There must be only description or speed or type or peers or classify.

We can do it so:

pattern = '^\s+"([A-Za-z]+)\.([_A-Za-z0-9-]+)"\s+"([^\s]+)"\s+((description|speed|type|peers)\s+set|classify)\s+"?(.+)"?'
p = re.compile(pattern)
path = 'some_file'
fd = open(path)
for l in fd.readlines():
    m = p.search(l)
    if not m:
        continue
    g = m.groups()
    if g[4]:
        (region, host, interface, cmd, value) = g[0].lower(), g[1].lower(), g[2].lower(), g[4], g[5]
    else:
        (region, host, interface, cmd, value) = g[0].lower(), g[1].lower(), g[2].lower(), g[3], g[5]

But it is ugly...

if g[4]:
    (region, host, interface, cmd, value) = g[0].lower(), g[1].lower(), g[2].lower(), g[4], g[5]
else:
    (region, host, interface, cmd, value) = g[0].lower(), g[1].lower(), g[2].lower(), g[3], g[5]
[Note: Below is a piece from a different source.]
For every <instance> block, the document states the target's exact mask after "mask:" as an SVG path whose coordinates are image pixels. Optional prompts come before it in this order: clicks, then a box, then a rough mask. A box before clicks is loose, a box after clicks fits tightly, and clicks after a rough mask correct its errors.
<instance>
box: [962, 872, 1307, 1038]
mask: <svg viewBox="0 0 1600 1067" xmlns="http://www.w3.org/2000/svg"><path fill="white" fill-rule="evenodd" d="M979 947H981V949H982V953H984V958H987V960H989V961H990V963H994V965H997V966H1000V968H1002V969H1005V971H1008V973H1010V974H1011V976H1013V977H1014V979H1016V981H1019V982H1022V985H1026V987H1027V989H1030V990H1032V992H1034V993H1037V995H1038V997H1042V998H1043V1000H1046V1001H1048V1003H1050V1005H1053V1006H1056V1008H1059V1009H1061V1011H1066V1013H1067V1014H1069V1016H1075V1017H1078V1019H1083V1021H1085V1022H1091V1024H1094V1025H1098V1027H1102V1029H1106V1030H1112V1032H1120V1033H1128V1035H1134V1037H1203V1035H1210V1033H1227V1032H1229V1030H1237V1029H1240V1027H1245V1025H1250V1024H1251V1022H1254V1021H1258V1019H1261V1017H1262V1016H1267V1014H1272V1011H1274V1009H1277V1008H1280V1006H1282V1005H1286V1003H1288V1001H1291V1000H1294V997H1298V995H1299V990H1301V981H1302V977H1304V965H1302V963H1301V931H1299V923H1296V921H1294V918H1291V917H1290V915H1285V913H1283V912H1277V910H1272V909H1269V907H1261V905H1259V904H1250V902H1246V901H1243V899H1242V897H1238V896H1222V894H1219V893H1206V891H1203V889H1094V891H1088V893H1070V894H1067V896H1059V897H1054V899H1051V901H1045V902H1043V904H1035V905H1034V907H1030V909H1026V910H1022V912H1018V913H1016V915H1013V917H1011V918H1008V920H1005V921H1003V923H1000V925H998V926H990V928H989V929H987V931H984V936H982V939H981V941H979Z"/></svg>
How to cut \s+set witihin regex engine and have only one line in code:

(region, host, interface, cmd, value) = g[0].lower(), g[1].lower(), g[2].lower(), g[3], g[4] ?

1

There are 1 answers

0
Andris Leduskrasts On BEST ANSWER

If you don't mind multiple capture groups (and therefore slightly altering the rest of the code), it's super easy - just do the opposite of what you're doing.

(?:(description|speed|type|peers)\s+set|(classify)) as seen in https://regex101.com/r/bR1nV7/1

If you don't want it, you can use lookarounds. ((?:description|speed|type|peers)(?=\s+set)|classify) as seen in https://regex101.com/r/bR1nV7/2

There is no "exclude this thing" in regex because the other tools like non-capture groups and lookarounds do it for you.